UNIT-3
EXPERIMENTS – 3(B)
2. Apply different Missing Data handling techniques
a) NaN values in mathematical Operations
b) Filling in missing data
c) Forward and Backward filling of missing values
d) Filling with index values
e) Interpolation of missing values
a) NaN values in mathematical Operations
# Import math Library
import math
# Print the value of nan
print (math.nan)
OUTPUT:
nan
b) Filling in missing data
# Importing pandas and numpy
import pandas as pd
import numpy as np
# Sample DataFrame with missing values
data = {'First Score': [100, 90, np.nan, 95],
'Second Score': [30, 45, 56, np.nan],
'Third Score': [np.nan, 40, 80, 98]}
df = pd.DataFrame(data)
# Checking for missing values using isnull()

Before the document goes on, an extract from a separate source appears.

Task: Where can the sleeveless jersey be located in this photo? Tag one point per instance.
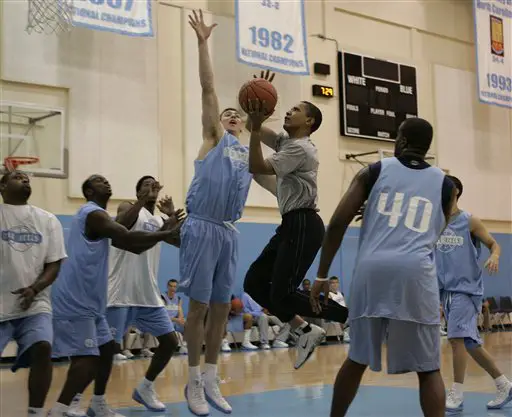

missing_values = df.isnull()
print(missing_values)
c) Forward and Backward filling of missing values
• Forward Fill: The missing NaN values will be replaced by the last valid
(non-null) value before them.
• Backward Fill: The missing NaN values will be replaced by the next valid
(non-null) value after them.
1. Forward Fill (ffill): NaN values are replaced by the last known value.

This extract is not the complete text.